On to Heřmanův Městec, the birthplace of Laurie's grandfather in 1885. Although we "landed" in Pardubice first (not what we had planned), we didn't think we'd have much problem finding Hermanuv Mestec. After all, both of us pride ourselves in our navigational skills and we could use our maps and just reverse the Google directions. Right?? WRONG!! What should have taken about 15 minutes, took us 90. The only way we finally got on the right track was that when we drove in one direction, let's say south, we looked at the signs in the north direction and bingo....there was a sign to Hermanuv Mestec. Guess you weren't to go there if you were traveling south.

So, we finally made it to Heřmanův Městec, a quaint village of about 3,500 inhabitants. Since Laurie's grandfather left here in 1903 to go to America, we thought we'd see if we could find the local cemetery which might have the markings of her great grandfather and grandmother. He was the tombstone maker, and she died early, so we should find something. We drove around a bit before stopping a policeman to ask where the cemetery might be. We showed him a paper with my grandfather's name, birthdate and birthplace on it and then tried to communicate that we were looking for the cemetery by drawing crosses, etc. He cordially gave us directions in Czech, which of course we couldn't understand, and then we handed him a pen to write the street names down.

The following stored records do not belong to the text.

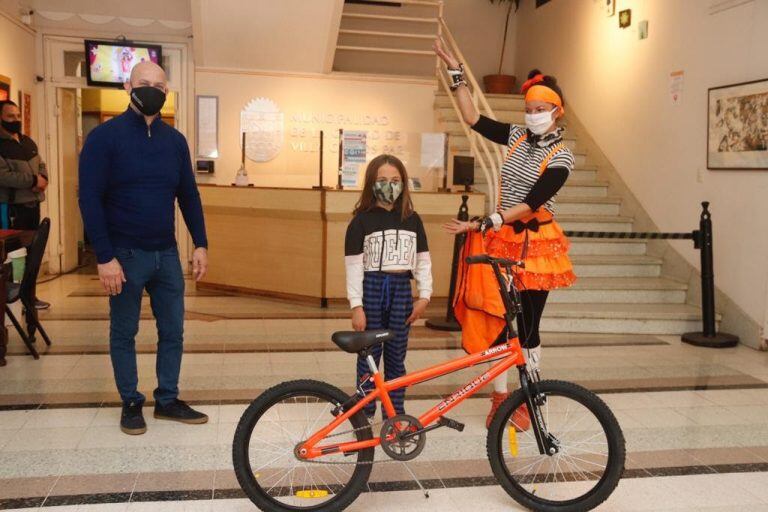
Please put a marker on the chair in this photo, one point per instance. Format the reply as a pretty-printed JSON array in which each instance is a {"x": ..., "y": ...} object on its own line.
[{"x": 26, "y": 290}]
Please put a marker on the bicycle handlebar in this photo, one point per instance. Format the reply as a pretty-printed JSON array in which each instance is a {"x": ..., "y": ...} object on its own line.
[{"x": 484, "y": 258}]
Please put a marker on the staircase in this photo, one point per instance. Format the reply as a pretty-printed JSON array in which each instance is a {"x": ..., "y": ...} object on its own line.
[
  {"x": 388, "y": 38},
  {"x": 621, "y": 289}
]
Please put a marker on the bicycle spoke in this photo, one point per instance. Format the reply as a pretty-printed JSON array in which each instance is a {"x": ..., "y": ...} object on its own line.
[
  {"x": 285, "y": 479},
  {"x": 582, "y": 451}
]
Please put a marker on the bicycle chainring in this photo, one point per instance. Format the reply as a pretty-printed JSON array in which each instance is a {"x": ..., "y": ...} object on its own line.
[{"x": 395, "y": 445}]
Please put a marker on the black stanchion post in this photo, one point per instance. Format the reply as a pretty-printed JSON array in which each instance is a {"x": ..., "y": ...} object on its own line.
[
  {"x": 449, "y": 323},
  {"x": 708, "y": 337}
]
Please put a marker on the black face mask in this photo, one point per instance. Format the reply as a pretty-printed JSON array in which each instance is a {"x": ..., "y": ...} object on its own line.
[
  {"x": 12, "y": 126},
  {"x": 149, "y": 100}
]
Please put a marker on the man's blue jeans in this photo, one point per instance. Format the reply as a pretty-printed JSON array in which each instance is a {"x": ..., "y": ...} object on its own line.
[{"x": 159, "y": 272}]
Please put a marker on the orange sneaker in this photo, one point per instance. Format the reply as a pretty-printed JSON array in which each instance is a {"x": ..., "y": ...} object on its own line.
[
  {"x": 521, "y": 419},
  {"x": 496, "y": 400}
]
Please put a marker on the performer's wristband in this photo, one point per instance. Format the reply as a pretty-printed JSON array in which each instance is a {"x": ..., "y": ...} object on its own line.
[
  {"x": 493, "y": 221},
  {"x": 457, "y": 77}
]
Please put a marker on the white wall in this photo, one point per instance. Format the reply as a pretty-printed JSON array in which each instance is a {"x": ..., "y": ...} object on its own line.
[
  {"x": 478, "y": 26},
  {"x": 17, "y": 61},
  {"x": 289, "y": 35},
  {"x": 619, "y": 88},
  {"x": 406, "y": 105}
]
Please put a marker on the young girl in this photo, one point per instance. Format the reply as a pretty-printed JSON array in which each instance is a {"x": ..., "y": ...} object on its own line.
[{"x": 385, "y": 246}]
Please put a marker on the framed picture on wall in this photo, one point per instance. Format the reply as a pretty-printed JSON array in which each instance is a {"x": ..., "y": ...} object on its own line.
[
  {"x": 737, "y": 126},
  {"x": 5, "y": 88}
]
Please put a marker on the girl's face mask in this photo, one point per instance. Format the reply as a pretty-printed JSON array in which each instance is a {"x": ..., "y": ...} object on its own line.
[{"x": 387, "y": 191}]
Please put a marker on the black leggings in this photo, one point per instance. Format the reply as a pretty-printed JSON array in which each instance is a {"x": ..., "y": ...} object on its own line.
[{"x": 528, "y": 320}]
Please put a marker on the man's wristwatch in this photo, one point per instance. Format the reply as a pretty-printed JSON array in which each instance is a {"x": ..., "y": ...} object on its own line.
[{"x": 457, "y": 77}]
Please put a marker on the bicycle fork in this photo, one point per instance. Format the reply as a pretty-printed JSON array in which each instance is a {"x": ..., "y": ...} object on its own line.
[{"x": 547, "y": 443}]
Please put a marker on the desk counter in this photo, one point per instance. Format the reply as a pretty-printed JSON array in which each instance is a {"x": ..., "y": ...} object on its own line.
[{"x": 290, "y": 242}]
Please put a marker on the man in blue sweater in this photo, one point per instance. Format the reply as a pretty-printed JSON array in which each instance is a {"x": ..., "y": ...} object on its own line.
[{"x": 133, "y": 168}]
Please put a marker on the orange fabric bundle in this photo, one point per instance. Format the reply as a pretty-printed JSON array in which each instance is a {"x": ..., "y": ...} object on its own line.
[
  {"x": 547, "y": 265},
  {"x": 477, "y": 302}
]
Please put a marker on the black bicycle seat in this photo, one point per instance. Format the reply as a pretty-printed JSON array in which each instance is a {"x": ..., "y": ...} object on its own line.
[{"x": 357, "y": 341}]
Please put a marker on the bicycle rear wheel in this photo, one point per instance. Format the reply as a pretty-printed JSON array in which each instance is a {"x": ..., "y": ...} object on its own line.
[
  {"x": 266, "y": 466},
  {"x": 590, "y": 457}
]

We found the cemetery, but unfortunately, after walking through it, we found nothing. What was interesting, however, was that there were no dates of birth or death on the tombstones. Just family names. This was true of old and new plots. Greg took some pictures of possible stones Laurie's grandfather might have cut.

It appears you can find your way out of Heřmanův Městec without a problem which we did and quickly followed the road to Pardubice. They just don't want you finding Heřmanův Městec! It took 15 minutes back to Pardubice.

Since we had to trek back north through Pardubice and we were relatively close to the Polish border, we thought...why not? So on we went through the city of Hradec Kravlove and then on to the border which was another perhaps 40 km. We got to the border and, yes...they stamped our passports. It's always fun when they do that. They even scanned them. We crossed over the border and went to the next little town which had a hotel and restaurant but seemed to be uninhabited, so we just left and drove back over the border and again they stamped our passports.

We traveled back to Prague on mostly two lane roads and after again some missed turnoffs, finally arrived back at our apartment at about 9:00. It was an exhausting day, but well worth the adventure and travel back into time.